EN İYİ DİL SIKICA TUTULANDIR EN İYİ SÖZ İYİCE TARTILANDIR EN İYİ AKIL HAYRA ÇALIŞTIRILANDIR EN İYİ İNSAN VİCDANINI KULLANANDIR

(Toplumsal İlişkiler 1838)

مَا يَلْفِظُ مِنْ قَوْلٍ اِلَّا لَدَيْهِ رَقٖيبٌ عَتٖيدٌ  
“(İnsanın ağzından veya kaleminden) Hiçbir söz çıkmasın (ve yazmasın) ki, yanında gözetleyen ve söylediklerini zapta geçiren (bir melek mutlaka) hazır bulunmasın.” (Kaf/18)

 Kime ait olduğu belirtilmeyen bir sosyal medya paylaşımında; “en iyi dil, sıkıca tutulandır. En iyi söz, iyice tartılandır. En iyi akıl, hayra çalıştırılandır. En iyi insan, vicdanını kullanandır” denilirken, en iyiler gözler önüne serilir.
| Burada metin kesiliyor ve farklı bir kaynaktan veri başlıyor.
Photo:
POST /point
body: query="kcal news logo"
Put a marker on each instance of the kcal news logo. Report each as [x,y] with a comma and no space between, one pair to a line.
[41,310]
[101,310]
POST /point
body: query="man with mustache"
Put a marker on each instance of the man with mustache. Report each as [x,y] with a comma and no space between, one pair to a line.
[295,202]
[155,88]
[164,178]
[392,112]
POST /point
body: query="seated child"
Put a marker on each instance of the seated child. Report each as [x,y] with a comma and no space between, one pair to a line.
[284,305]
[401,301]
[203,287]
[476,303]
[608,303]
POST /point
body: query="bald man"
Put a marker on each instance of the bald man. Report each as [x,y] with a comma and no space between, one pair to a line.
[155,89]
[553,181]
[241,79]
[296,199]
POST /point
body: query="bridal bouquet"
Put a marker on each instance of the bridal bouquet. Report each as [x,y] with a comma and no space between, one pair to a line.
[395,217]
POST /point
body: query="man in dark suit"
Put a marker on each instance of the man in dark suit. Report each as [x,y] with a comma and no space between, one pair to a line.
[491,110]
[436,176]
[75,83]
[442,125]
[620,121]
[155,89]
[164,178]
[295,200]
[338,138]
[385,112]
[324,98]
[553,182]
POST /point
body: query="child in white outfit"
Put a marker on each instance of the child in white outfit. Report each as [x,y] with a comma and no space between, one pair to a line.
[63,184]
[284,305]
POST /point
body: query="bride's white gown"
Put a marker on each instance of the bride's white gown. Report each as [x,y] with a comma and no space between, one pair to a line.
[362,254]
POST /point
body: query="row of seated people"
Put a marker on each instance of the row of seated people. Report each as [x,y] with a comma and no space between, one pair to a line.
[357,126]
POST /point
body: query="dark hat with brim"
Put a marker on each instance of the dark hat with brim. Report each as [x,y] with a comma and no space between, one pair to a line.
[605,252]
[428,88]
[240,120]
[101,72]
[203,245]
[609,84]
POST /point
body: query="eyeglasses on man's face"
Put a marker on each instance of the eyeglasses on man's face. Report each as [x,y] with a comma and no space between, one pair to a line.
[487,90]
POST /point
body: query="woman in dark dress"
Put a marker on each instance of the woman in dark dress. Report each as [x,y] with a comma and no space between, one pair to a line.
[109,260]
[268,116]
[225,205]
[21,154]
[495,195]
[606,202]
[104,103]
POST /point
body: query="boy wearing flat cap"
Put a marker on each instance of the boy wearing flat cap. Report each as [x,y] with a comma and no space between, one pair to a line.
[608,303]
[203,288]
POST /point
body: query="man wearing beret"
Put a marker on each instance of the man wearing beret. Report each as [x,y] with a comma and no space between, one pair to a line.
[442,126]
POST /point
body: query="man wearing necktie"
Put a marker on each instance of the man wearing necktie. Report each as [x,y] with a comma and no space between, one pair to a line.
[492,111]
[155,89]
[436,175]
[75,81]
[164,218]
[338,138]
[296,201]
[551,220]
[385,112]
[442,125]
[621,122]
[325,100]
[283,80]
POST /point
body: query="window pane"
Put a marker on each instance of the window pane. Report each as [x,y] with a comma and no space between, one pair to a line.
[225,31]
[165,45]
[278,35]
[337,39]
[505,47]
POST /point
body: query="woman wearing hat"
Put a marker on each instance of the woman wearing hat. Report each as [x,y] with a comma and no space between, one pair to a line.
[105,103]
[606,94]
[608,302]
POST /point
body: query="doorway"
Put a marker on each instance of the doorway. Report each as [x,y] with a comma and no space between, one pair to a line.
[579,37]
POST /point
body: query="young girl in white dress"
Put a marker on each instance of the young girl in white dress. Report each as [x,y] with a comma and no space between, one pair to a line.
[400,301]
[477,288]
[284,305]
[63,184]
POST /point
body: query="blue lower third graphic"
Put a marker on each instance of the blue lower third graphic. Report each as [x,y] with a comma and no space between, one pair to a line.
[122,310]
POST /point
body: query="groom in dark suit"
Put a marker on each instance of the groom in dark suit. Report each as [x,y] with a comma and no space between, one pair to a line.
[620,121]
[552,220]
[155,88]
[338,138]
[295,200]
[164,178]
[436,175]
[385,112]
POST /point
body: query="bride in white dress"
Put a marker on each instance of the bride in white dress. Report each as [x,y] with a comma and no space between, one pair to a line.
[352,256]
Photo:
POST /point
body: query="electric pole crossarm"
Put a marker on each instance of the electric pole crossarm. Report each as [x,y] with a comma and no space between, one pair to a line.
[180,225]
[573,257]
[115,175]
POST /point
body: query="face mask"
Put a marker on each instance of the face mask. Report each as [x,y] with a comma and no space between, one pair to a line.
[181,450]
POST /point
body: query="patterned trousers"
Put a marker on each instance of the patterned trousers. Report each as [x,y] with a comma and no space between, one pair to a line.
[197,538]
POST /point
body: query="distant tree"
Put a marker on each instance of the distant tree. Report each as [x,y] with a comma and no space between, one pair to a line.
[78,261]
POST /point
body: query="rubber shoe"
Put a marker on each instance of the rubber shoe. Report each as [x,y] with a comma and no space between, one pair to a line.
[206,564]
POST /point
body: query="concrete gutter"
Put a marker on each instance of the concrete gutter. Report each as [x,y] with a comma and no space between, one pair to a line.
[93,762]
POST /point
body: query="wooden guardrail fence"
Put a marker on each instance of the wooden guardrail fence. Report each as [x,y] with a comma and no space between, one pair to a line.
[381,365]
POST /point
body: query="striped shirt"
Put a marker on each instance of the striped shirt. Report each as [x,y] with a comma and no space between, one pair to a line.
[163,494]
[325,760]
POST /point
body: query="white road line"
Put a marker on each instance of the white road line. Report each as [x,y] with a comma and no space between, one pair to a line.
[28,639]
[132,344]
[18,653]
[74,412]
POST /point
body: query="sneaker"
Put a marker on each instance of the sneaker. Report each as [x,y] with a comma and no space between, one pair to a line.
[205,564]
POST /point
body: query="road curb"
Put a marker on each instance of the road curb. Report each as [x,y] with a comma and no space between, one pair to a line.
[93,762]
             Dil sıkıca tutuluyorsa iyidir. Zira kalbi olanlar dile öyle pek başvurmazlar. Yahya Kemal Beyatlı; “Kalbi olanların dili yok, dili olanlarınsa kalbi…” yok derken selim (tertemiz) kalbi olanların tam bir mü’min olduğunu mu kast eder acaba? Homeros, “temiz bir kalp, zehirli dillerin bozduğunu düzeltir,” derken aynı konuya işaret eder.  İsmet Özel, “ey kalbim, ey suları gizli gizli yükselen deniz… İçimiz damar damar parçalansa da, dışımız lal gibi sessiz,” derken kalbi olanların tercihinin sukuttan, sessizlikten yana olduğunu ortaya kor. Çünkü kalp sırrına erenler susarak konuşur. Yani sukuti sohbet ederler. Hz. Şems Hz. Mevlana’nın oğlu Sultan Veled’e bu yolla Mevleviliğin düsturlarını öğretmiştir.  Bazen dilin susar ama kalbin konuşmaya devam eder ya işte böylesi bir sohbetle Mevlevilik öğretisinin temelleri Hz. Şemsi Tebriz-i tarafından atılmıştır.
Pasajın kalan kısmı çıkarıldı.